/Password-Strength

Machine Learning based Password Strength Classification

Primary LanguagePythonMIT LicenseMIT

Password-Strength

This code is an example of a simple password strength classifier using the TF-IDF (Term Frequency-Inverse Document Frequency) vectorizer and logistic regression. It reads a file containing passwords and their corresponding labels, processes the data, and trains a logistic regression classifier to predict the strength of passwords.

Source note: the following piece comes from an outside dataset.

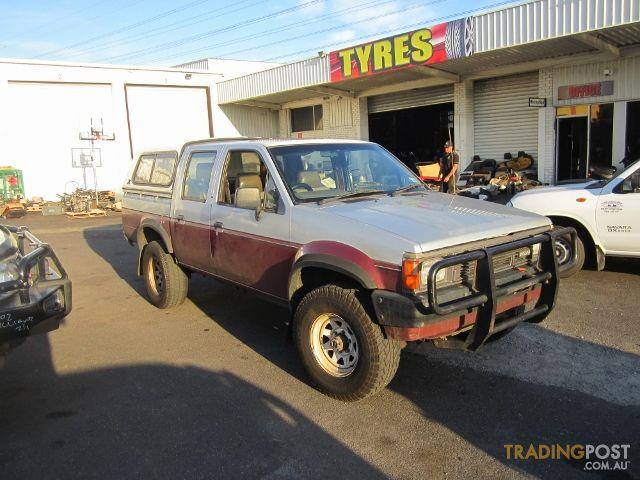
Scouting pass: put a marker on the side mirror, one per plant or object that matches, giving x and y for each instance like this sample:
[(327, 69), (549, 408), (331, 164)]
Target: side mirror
[(248, 197)]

Here's a breakdown of the code:

  1. Data Collection Explanation:

The passwords utilized in our analysis were sourced from the 000webhost leak, publicly available on the internet. To assess the strength of these passwords, we employed a tool called PARS developed by Georgia Tech University. PARS integrates various commercial password meters. In the data collection process, I provided PARS with all the passwords, and in return, it generated new files for each commercial password strength meter. These files included the passwords along with an additional column indicating their strength based on the respective commercial password strength meters. Essentially, this approach allowed us to categorize passwords into different strength levels using established commercial criteria.

  1. Import Libraries:
    • numpy: Numerical operations in Python.
    • random: Random number generation.
    • TfidfVectorizer: Used for vectorizing passwords using TF-IDF.
    • pandas: Data manipulation library.
    • train_test_split: Splitting data into training and testing sets.
    • LogisticRegression: Logistic regression classifier from scikit-learn.
  2. Custom Tokenizer Function:

I'll leverage Tf-idf scores, but rather than considering the entire password as a unit, I'll treat each individual character as a distinct token. Additional metrics that I haven't incorporated could include factors such as password length, the frequency of special characters, the usage of digits, and similar attributes. Below is the custom tokenizer employed for this purpose.

def getTokens(inputString):
    tokens = []
    for i in inputString:
        tokens.append(i)
    return tokens

A custom tokenizer function that tokenizes a string into individual characters.

  1. Read Data:

    filepath = 'file_path'
    data = pd.read_csv(filepath, ',', error_bad_lines=False)

    Reads a CSV file containing passwords and labels. The passwords are expected to be in one column and the labels in another.

  2. Shuffle Data:

    passwords = np.array(data)
    random.shuffle(passwords)

    Converts the data to a NumPy array and shuffles it randomly for robustness.

  3. Prepare Data for Training:

    y = [d[1] for d in passwords]
    allpasswords = [d[0] for d in passwords]

    Separates labels (y) and passwords (allpasswords) from the shuffled data.

  4. Vectorize Passwords:

    vectorizer = TfidfVectorizer(tokenizer=getTokens)
    X = vectorizer.fit_transform(allpasswords)

    That concludes the process. To establish our machine learning-based password strength checker, we simply need to implement our machine learning algorithm. Let's proceed. I opted for logistic regression with multi-class classification to ensure swift algorithm execution.

    Uses TF-IDF vectorization to convert passwords into numerical vectors.

  5. Split Data into Training and Testing Sets:

    X_train, X_test, y_train, y_test = train_test_split(X, y, test_size=0.20, random_state=42)

    Splits the data into training and testing sets.

  6. Initialize and Train Logistic Regression Classifier:

    lgs = LogisticRegression(penalty='l2', multi_class='ovr')
    lgs.fit(X_train, y_train)

    Initializes a logistic regression classifier and trains it on the training data.

    The achieved accuracy stands at 81%, a commendable result, especially considering the relatively modest amount of data used. This implies that 80% of the time, our algorithm categorizes passwords in alignment with the consensus of three prominent commercial password classifiers. Let's examine how this algorithm categorizes our passwords.

  7. Evaluate Classifier on Test Data:

    print(lgs.score(X_test, y_test))

    Prints the accuracy of the logistic regression classifier on the test set.

  8. Make Predictions:

X_predict = ['gdsdomingues', '159357Asd@', '@ardnErtsx2g4', ...]
X_predict = vectorizer.transform(X_predict)
y_Predict = lgs.predict(X_predict)
print(y_Predict)

Makes predictions on a set of example passwords and prints the predicted labels.

Several key points are worth highlighting. The algorithm acquired its knowledge from existing algorithms, but I enhanced its robustness by amalgamating the outcomes of multiple algorithms. It doesn't merely mimic a rule-based algorithm; rather, it replicates a combination of various password strength checking algorithms observed in practical use. It's important to note that this project was undertaken during my leisure time and is not an exhaustive endeavor. It represents an idea that I wanted to bring to fruition to observe the outcomes and share them with others. I firmly believe that there's potential for further expansion, leading to a more meaningful and comprehensive strength checker or classifier.